In an advisory opinion posted November 10, 2021 (AO 21-15), the Office of the Inspector General of the United States Department of Health and Human Services (OIG) appeared to soften a disturbing position that it had taken in 2012 regarding the employment safe harbor.

The issue is the breadth of the employment safe harbor, which is also specifically included in the Federal Anti-Kickback Statute (AKS) as a statutory exception.  In Advisory Opinion 12-06 (AO 12-06), the OIG confronted referring physicians attempting to profit from anesthesiology services.  Without going into the details of that complicated opinion, AO 12-06 evaluated a situation where a new entity was created (owned by the referring physicians’ professional entity) that would employ or contract with anesthesiologists to provide services at the ASC.  The OIG noted that, “neither the employment safe harbor nor the personal services and management contracts safe harbor would protect the remuneration” reflected in the distribution of profit generated by the employees to the owners of the practice.  This statement effectively meant that the OIG had largely eviscerated the employment and personal services safe harbors because those safe harbors would only apply where the referring employer or contractor did not potentially profit from the employment or contract.  But this is almost never the intent, and in fact, failure to profit might itself raise FMV and commercial reasonableness issues.  It is also difficult to imagine that Congress, in adding the statutory exception to the AKS, meant it only to apply where the referring employer did not anticipate a profit.
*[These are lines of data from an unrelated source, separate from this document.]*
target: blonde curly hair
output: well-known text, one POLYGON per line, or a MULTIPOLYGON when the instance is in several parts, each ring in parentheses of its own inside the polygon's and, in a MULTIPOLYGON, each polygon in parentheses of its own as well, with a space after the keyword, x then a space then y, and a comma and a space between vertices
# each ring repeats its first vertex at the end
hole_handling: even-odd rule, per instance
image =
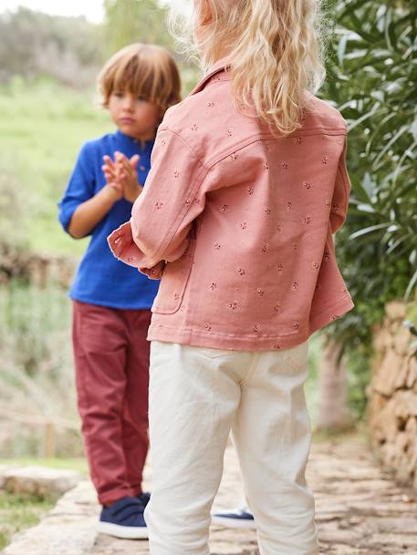
POLYGON ((255 107, 280 133, 301 127, 306 91, 325 77, 321 0, 188 0, 186 8, 172 5, 172 34, 205 70, 230 59, 236 108, 255 107))

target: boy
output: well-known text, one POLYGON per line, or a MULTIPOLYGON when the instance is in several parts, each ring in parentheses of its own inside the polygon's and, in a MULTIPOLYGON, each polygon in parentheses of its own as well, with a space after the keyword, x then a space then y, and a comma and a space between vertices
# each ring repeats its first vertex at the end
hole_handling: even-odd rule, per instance
POLYGON ((99 87, 117 130, 81 149, 59 221, 75 239, 91 235, 69 296, 82 434, 103 506, 99 530, 138 539, 148 537, 149 494, 141 488, 148 452, 146 334, 159 283, 117 261, 106 238, 130 217, 156 129, 181 100, 181 82, 167 50, 135 44, 108 61, 99 87))

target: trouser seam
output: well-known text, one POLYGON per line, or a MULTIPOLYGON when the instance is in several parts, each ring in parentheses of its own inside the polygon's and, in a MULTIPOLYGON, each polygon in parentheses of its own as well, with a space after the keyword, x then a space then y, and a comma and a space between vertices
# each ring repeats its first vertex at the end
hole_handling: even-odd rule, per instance
POLYGON ((256 368, 257 363, 259 362, 259 358, 260 358, 260 356, 261 356, 261 354, 260 354, 260 352, 259 352, 259 351, 257 351, 257 352, 255 354, 254 360, 253 360, 253 362, 252 362, 252 365, 251 365, 251 366, 250 366, 250 368, 249 368, 248 373, 247 373, 247 374, 246 374, 246 375, 245 375, 245 377, 244 377, 244 378, 243 378, 243 379, 242 379, 242 380, 239 382, 239 385, 240 385, 240 386, 245 385, 245 384, 247 384, 247 382, 248 382, 248 381, 251 379, 251 377, 254 375, 254 374, 255 374, 255 368, 256 368))

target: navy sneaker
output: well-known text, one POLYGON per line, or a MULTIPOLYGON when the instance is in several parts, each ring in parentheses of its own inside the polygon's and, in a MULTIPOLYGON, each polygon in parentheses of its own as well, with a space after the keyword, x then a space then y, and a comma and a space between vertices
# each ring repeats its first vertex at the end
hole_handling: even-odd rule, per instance
POLYGON ((247 507, 235 510, 216 512, 212 516, 212 524, 226 528, 245 528, 255 529, 254 515, 247 507))
POLYGON ((149 491, 143 491, 140 495, 137 495, 136 498, 141 501, 143 507, 146 507, 151 498, 151 493, 149 491))
POLYGON ((144 510, 143 503, 138 498, 121 498, 101 509, 99 532, 125 540, 146 540, 148 529, 144 510))

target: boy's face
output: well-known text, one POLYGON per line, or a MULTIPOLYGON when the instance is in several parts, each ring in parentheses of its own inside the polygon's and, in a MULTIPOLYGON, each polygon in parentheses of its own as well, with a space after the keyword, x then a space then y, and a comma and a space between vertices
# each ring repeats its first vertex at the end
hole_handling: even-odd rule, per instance
POLYGON ((125 135, 140 140, 154 139, 160 117, 155 104, 130 92, 115 90, 109 99, 109 111, 125 135))

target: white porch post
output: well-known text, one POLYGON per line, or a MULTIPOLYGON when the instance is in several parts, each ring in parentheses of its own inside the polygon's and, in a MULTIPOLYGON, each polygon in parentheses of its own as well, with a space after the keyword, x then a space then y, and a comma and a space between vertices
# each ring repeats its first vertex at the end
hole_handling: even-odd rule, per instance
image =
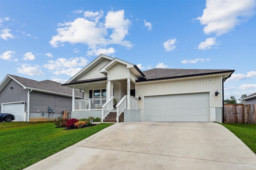
POLYGON ((127 78, 127 109, 131 109, 130 104, 130 88, 131 88, 131 81, 130 78, 127 78))
POLYGON ((111 96, 111 81, 108 80, 107 82, 107 101, 108 101, 111 96))
POLYGON ((75 111, 75 99, 76 96, 75 95, 75 88, 73 88, 73 92, 72 93, 72 111, 75 111))

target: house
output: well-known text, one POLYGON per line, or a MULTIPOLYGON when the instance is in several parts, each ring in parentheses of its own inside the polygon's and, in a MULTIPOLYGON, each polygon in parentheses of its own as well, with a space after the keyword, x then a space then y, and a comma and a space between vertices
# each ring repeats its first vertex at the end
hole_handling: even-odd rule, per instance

In its recently-published AO 21-15, the OIG cleared the air a bit.  It blessed the employment of a CRNA to provide anesthesia services to a pain management practice, while aware that the practice would likely profit off its referrals to the CRNA as a result of the CRNA’s assignment of its billing rights.  The OIG first noted that it continues to maintain that the employment safe harbor does not protect the distribution of profits to referring shareholders related to the employment.  However, the OIG noted that bona fide employment in which a professional reassigns billing rights in exchange for compensation is “a commonplace practice in the health care industry, explicitly authorized by … the Medicare program.”  Since at issue was a “straightforward employment agreement” where the employer “assumes certain duties that may be typical of an employer and where … the CRNA is a bona fide employee,” the OIG deemed the employment to present a low risk of abuse and approved the relationship.

While it is disappointing that the OIG continues to argue that the employment exception does not protect a standard and accepted component of health care employment, it appears that the OIG is aware of the problems its position creates.  Its new position accepts bona fide employment despite the profit to be generated for the CRNA’s employer based on the CRNA’s referrals.